I recommend not to buy internal hdd online,reason being internal hdd is delicate & handling of courier used by fk/amazon is not good enough.Even a little rough handling may result in bad sectors developing after months of usage if you are unlucky so better buy internal hdd offline only.I even recommend delicate handling for buying from offline shop like carrying hdd within some newspaper wrapped around it & keeping in a backpack with front & back of hdd again cushioned by something like a book/clothes & using a mode of travel with not much disturbances.e.g.prefer car over bike,smooth road over rough road etc.

Do not buy any hybrid hdd,they are not worth it in today's time.

Kingston A400 240gb costs 2400 on onlyssd,if you want a better ssd then you can buy crucial MX500 250gb ssd for 3200 on onlyssd. All ssd come with TBW endurance limit which is basically the amount of data in TB that can be written to ssd(ssd will work even after crossing this limit but warranty covers years/this TBW limit which ever is earlier). Kingaton A400 240gb has 3 years warranty/80TBW while crucial MX500 250gb has 5 years warranty/100TBW. It is recommended to leave ~15% of usable ssd space empty for good performance(usable space is always smaller than stated capacity as usual).

You will not cross TBW limit on ssd unless you run torrents regularly for downloading on ssd(only scenario I can think of for a typical user) or copy paste 50GB+ files daily on ssd or do some intensive database operation that requires lots of writing operations on ssd.

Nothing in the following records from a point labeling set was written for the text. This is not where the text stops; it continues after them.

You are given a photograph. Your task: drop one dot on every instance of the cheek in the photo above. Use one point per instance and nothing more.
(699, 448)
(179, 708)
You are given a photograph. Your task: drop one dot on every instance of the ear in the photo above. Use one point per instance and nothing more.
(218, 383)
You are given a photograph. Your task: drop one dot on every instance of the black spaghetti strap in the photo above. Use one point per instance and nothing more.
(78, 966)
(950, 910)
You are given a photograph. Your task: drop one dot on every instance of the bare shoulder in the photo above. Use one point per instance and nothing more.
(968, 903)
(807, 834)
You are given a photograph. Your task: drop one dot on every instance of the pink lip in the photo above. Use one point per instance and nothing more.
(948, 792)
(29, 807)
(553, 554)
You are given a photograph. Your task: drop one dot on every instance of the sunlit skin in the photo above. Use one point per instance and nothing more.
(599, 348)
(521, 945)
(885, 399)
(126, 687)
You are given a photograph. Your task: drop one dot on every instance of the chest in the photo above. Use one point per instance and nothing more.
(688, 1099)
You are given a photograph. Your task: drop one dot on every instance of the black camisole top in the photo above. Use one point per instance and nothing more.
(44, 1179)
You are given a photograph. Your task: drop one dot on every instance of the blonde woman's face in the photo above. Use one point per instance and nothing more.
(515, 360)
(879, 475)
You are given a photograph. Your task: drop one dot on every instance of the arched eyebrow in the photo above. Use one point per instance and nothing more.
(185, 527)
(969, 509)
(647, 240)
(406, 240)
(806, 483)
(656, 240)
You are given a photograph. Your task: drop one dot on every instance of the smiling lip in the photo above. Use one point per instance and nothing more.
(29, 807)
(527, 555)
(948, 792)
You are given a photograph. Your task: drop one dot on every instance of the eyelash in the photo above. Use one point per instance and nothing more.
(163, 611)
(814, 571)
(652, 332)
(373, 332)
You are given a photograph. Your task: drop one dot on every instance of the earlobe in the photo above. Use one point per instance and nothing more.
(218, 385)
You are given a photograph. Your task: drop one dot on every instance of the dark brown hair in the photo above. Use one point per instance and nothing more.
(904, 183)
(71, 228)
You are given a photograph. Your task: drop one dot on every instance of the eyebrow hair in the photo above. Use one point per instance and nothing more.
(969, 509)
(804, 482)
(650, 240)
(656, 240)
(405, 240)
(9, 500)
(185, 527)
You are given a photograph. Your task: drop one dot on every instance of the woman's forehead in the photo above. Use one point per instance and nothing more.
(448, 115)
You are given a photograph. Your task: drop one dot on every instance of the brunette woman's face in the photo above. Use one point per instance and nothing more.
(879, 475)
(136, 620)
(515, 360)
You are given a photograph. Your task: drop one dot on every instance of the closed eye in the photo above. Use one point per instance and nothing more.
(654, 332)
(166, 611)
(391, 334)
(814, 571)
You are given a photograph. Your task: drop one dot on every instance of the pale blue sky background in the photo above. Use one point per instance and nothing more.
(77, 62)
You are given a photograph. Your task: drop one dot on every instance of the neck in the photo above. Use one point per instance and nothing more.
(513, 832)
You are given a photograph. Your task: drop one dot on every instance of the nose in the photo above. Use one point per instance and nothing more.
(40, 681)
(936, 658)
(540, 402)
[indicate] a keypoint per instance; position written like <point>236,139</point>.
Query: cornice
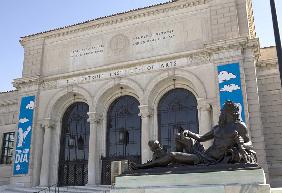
<point>209,54</point>
<point>269,63</point>
<point>115,19</point>
<point>25,81</point>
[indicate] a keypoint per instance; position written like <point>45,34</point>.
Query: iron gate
<point>177,109</point>
<point>73,163</point>
<point>123,134</point>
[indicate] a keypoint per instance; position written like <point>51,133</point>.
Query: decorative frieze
<point>118,18</point>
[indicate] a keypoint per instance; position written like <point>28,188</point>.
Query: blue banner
<point>230,86</point>
<point>22,151</point>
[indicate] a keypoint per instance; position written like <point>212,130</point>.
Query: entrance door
<point>73,163</point>
<point>123,134</point>
<point>176,109</point>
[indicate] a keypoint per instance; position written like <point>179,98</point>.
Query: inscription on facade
<point>153,37</point>
<point>123,72</point>
<point>91,50</point>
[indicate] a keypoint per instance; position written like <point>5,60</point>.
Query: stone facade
<point>144,54</point>
<point>269,86</point>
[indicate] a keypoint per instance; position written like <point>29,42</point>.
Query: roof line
<point>97,19</point>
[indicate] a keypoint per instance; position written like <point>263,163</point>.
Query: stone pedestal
<point>239,181</point>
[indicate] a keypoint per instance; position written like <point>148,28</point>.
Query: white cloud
<point>30,105</point>
<point>224,76</point>
<point>240,111</point>
<point>24,120</point>
<point>230,88</point>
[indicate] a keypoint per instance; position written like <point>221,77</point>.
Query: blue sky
<point>23,17</point>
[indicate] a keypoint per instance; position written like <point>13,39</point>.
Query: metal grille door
<point>177,108</point>
<point>123,134</point>
<point>73,166</point>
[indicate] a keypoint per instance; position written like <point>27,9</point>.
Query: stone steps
<point>68,189</point>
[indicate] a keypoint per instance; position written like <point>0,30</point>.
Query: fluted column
<point>145,114</point>
<point>94,120</point>
<point>205,122</point>
<point>47,125</point>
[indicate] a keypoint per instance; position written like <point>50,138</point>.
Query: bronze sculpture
<point>231,144</point>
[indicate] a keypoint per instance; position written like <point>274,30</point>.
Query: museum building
<point>98,91</point>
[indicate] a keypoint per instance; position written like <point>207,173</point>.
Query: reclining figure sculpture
<point>231,144</point>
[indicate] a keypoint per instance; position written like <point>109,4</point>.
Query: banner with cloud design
<point>23,143</point>
<point>230,86</point>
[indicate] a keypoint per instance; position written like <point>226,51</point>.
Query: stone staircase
<point>68,189</point>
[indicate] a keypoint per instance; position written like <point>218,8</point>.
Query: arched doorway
<point>123,134</point>
<point>177,108</point>
<point>73,163</point>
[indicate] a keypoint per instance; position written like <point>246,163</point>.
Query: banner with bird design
<point>23,143</point>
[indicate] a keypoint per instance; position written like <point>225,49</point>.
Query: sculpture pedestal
<point>238,181</point>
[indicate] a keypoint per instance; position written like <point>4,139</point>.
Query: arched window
<point>73,165</point>
<point>176,109</point>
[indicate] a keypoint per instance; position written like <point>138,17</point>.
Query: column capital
<point>47,123</point>
<point>94,117</point>
<point>203,105</point>
<point>145,111</point>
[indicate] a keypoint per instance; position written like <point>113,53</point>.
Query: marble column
<point>145,114</point>
<point>47,125</point>
<point>94,120</point>
<point>205,119</point>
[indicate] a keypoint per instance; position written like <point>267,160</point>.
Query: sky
<point>23,17</point>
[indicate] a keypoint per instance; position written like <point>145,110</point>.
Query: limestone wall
<point>175,27</point>
<point>8,120</point>
<point>271,110</point>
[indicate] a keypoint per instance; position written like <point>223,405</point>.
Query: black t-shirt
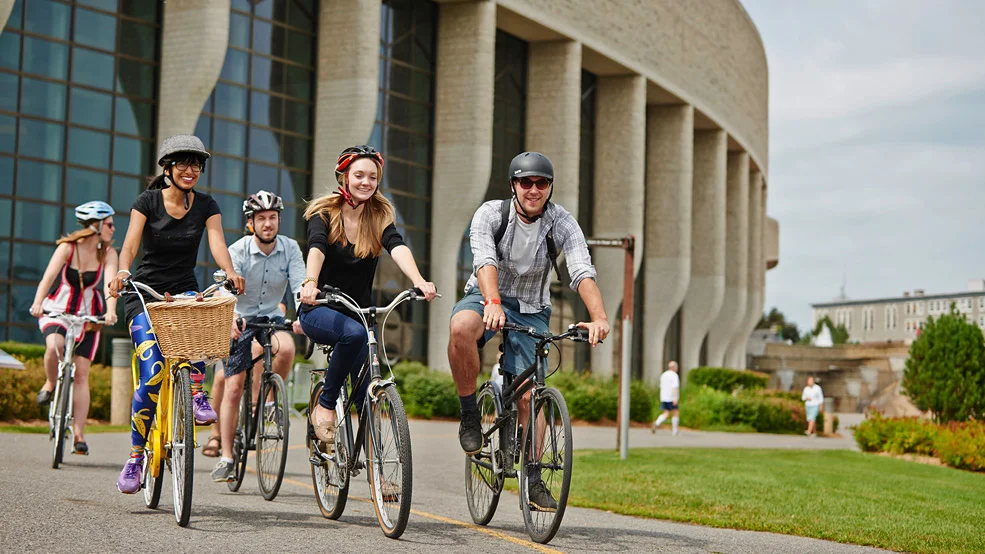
<point>171,245</point>
<point>342,269</point>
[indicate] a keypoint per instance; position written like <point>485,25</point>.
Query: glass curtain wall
<point>77,123</point>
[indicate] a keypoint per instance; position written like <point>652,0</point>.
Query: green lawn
<point>834,495</point>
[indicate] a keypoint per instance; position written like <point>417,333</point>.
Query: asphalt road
<point>77,508</point>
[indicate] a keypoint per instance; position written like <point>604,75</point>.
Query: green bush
<point>18,389</point>
<point>727,380</point>
<point>22,350</point>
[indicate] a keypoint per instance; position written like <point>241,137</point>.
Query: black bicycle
<point>263,428</point>
<point>383,431</point>
<point>544,455</point>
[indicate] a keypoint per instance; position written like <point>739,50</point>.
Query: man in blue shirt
<point>271,264</point>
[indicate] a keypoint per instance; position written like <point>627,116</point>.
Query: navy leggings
<point>348,338</point>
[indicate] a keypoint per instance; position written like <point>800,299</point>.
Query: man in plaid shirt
<point>509,282</point>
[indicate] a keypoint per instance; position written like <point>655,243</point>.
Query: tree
<point>945,372</point>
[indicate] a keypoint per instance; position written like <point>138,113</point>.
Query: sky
<point>877,147</point>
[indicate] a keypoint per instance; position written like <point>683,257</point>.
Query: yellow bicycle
<point>186,328</point>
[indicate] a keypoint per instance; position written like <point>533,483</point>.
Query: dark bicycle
<point>506,441</point>
<point>383,431</point>
<point>263,428</point>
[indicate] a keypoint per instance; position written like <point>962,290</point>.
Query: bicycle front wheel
<point>389,459</point>
<point>182,445</point>
<point>272,435</point>
<point>330,477</point>
<point>546,459</point>
<point>484,469</point>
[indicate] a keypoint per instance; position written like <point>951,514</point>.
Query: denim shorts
<point>518,354</point>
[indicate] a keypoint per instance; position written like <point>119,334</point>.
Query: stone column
<point>348,83</point>
<point>730,321</point>
<point>194,37</point>
<point>620,172</point>
<point>736,356</point>
<point>463,116</point>
<point>554,113</point>
<point>669,174</point>
<point>706,291</point>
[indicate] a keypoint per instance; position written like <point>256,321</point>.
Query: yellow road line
<point>485,530</point>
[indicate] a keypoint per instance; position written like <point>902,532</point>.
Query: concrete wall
<point>193,48</point>
<point>667,250</point>
<point>463,115</point>
<point>706,291</point>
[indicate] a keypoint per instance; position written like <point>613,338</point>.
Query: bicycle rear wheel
<point>550,458</point>
<point>484,470</point>
<point>62,405</point>
<point>389,459</point>
<point>272,435</point>
<point>182,444</point>
<point>330,477</point>
<point>241,447</point>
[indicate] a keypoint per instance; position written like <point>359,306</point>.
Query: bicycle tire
<point>241,447</point>
<point>152,485</point>
<point>273,431</point>
<point>182,445</point>
<point>483,484</point>
<point>388,455</point>
<point>554,464</point>
<point>61,401</point>
<point>331,484</point>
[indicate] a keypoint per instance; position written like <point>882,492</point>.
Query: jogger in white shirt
<point>670,392</point>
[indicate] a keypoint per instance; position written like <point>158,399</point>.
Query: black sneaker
<point>470,432</point>
<point>541,499</point>
<point>223,472</point>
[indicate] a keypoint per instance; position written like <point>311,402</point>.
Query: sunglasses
<point>526,183</point>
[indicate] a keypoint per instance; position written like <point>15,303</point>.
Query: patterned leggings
<point>150,364</point>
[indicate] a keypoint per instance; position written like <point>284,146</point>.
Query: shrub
<point>728,380</point>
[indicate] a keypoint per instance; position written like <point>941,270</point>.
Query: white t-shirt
<point>669,383</point>
<point>525,244</point>
<point>812,395</point>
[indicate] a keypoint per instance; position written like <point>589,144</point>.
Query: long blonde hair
<point>84,233</point>
<point>377,214</point>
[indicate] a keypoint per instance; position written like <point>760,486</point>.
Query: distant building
<point>899,318</point>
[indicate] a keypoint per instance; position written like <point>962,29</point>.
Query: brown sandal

For reference my laptop has only 4gb ram & I use browser with dozens of tabs open so my ram usage is almost always around 70% because of which there are a lot of page file writes on my ssd & despite of that my ssd has used ~4TB of TBW limit in 1 year.If my laptop had 8gb of ram then my usage would probably be half of it.


----------



## TigerKing (Sep 29, 2019)

Thanks for the info..
If i buy crucial MX500 250gb then TBW or DWPD limit will be issue for me?
1. What about torrent software installed on SSD and downloading files on HDD?
And browsing + downloading not more than 20GB data daily?
2. There is one mapping software I use Hexagon GeoMedia Viewer, which takes almost 10-15 min time to load maps stored on old drive (wd blue 2tb 5400rpm 64mb cache), (like Google map for Mumbai area only in Default map type, map data stored on drive, approx 1GB size maps), SSD endurance limit for this usage??
Other than these browsing with 20 tabs and nothing more
No games and All.

One thing i not understood
"All ssd come with TBW endurance limit which is basically the amount of data in TB that can be written to ssd(ssd will work even after crossing this limit but warranty covers years/this TBW limit which ever is earlier).
Warranty?

What if i purchase from online computer shop like PrimeABGB or MDComputers?

There is tbw is also there for HDD also, so should i give importance to it only for SSD?


----------



## whitestar_999 (Sep 29, 2019)

For typical users TBW is more than enough,DWPD is for those who intend to write data almost equal to drive size in a day quite often.

Torrent software writes to download location so only that matters & not from where it is run.

Anything loading means read operation so no relation with TBW as nothing is written to ssd.

SSD comes with both,warranty & TBW limit,& condition is whichever is earlier. MX500 250 gb has 5 years warranty & 100TBW limit so suppose if you write 110TB data to it in 3 years then your warranty is over.

TBW for hdd doesn't mean anything in practical terms.It is just a tactic by hdd manufacturer to avoid warranty claims as more TBW hdd are usually enterprise hdd which are much costlier than regular hdd.If you are not unlucky then even a regular hdd will last much longer than officially stated TBW for it.


----------



## TigerKing (Sep 29, 2019)

Last questions..
Delicate handling needed for SSD? While buying offline?
It's said that they are robust to shakes and drops.

What Care needs to be taken for SSD overall after installing Windows or into system??

Afaik defragmentation of SSD will reduce life.
So what about automatic defragment option in windows.

Thank you again.

If you have any thorough article link about caring SSD and HDD both, will be helpful..

Also any best discounted site for crucial mx500 250GB?


----------



## whitestar_999 (Sep 29, 2019)

ssd are basically only chips in an enclosure so much more resistant to shocks/rough physical handling etc. Never do any manual defragmentation on ssd,just let windows take care of it. Just install crystaldisk info/ssd manufacturer utility & keep an eye on TB written to ssd.





Crystaldiskinfo screenshot of my ssd:
First highlighted one is life timer(I call it this but technically there is no name for it). Out of 100,86 remaining & 14 used means 14% of TBW is used(for crucial this parameter may be displayed differently). Next one is universal though,it is total host writes & its value is ~4TB till now & my ssd TBW limit is 30TBW so effectively I have used ~(4/30)=13% which is very close to life timer.

As for taking care of ssd,like I said earlier just leave ~10-15% of usable space empty & let windows take care of it automatically. For hdd,there is nothing much except for the usual defragmentation.Taking regular backup of anything important applies to both hdd & ssd as neither of them is 100% data loss proof. For ssd you can take note that it is not recommended to keep them turn off for more than 5-6 months continuously as it may result in some data corruption.


----------



## whitestar_999 (Sep 29, 2019)

TigerKing said:


> Also any best discounted site for crucial mx500 250GB?


Check this: *geek.digit.in/community/threads/de...our-findings-here.152426/page-90#post-2372024


----------